|The History of Audiobooks|
It is easy to make the assumption that audiobooks are a recent invention because of the technical terms mentioned when discussing them, i.e., CD's, downloadable digital formats, mp3's, PDA's. But, in fact, audiobooks have a unique and fascinating history.
Recordings of books in audio formats have been around for a very long time. In 1933, anthropologist J.P. Harrington drove through North America recording oral histories of Native American tribes on aluminum discs using a car-powered turntable.
The Library of Congress recordings made especially for the American Foundation for the Blind were first introduced over a half century ago. And according to Robin Whitten, the editor and founder of AudioFile (the only magazine which is dedicated solely to the audiobook industry), Caedmon (now a subsidiary of Harper Collins Publishers) can be credited with having started the recordings of literature more than 50 years ago.
Whitten says that Caedmon was just a small New York company when they started recording the audio of great authors and poets of the 1950's. Specifically, he said some of the earliest recordings were by greats such as Dylan Thomas, T.S. Eliot, Fitzgerald and Robert Frost.
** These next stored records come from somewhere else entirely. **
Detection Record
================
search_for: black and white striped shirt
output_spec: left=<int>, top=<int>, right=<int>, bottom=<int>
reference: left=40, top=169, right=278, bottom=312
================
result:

A historical perspective is given by Marianne Roney:
In January of 1952, Barbara Cohen and Miss Roney met with Dylan Thomas in the bar of the Chelsea Hotel and persuaded him to record some of his poetry. Although spoken-word records were almost unheard of at the time, Cohen and Roney knew that Thomas's poetry was shocking, moving, and important, and that they wanted to record it to preserve the sounds. With the promise of $500, and much coaxing and cajoling, a recording session was arranged. Thomas selected the poems, writing the list in tiny, round letters in Miss Roney's appointment book for Friday, February 15, 1952.
Caedmon Records was born the next week, named for the first poet to write in the native language of Old England.
February 15th came and went, without Thomas. After many nervous moments, the lost poet was found and the session rescheduled for February 22nd. Peter Bartok, son of the composer Bela Bartok, set up his equipment in Steinway Hall to do the recording.
Thomas began the session with Do Not Go Gentle into That Good Night and continued on in his sonorous voice with a handful of other poems. Then came the realization that the poems were long enough for only one side of a long-playing record. To fill the other side of the record, Thomas recorded a story he had sold to Harper's Bazaar, A Child's Christmas in Wales. This recording established the story as a Christmas classic and is Dylan Thomas's most widely-known work.
Those early recordings were made into vinyl records, but can arguably be considered the first collection of audiobooks ever produced. Some of those early 1950's analog recordings by Caedmon, which were performed by the greats of those days, can be purchased today on the Internet.
The transition of book recordings into audiocassette tapes happened in the late 1970's, but it wasn't until the advent of CD technology that the audiobook phenomenon really exploded.
Now audiobook technology is transitioning yet again into downloadable digital formats that can be listened to at your computer, transferred to a portable audio player, or burned to a CD. Consumers are demanding ways to multi-task in our hectic world and today's audiobooks allow readers to do that, at the same time preserving the oral tradition of storytelling that J.P. Harrington pursued many years ago.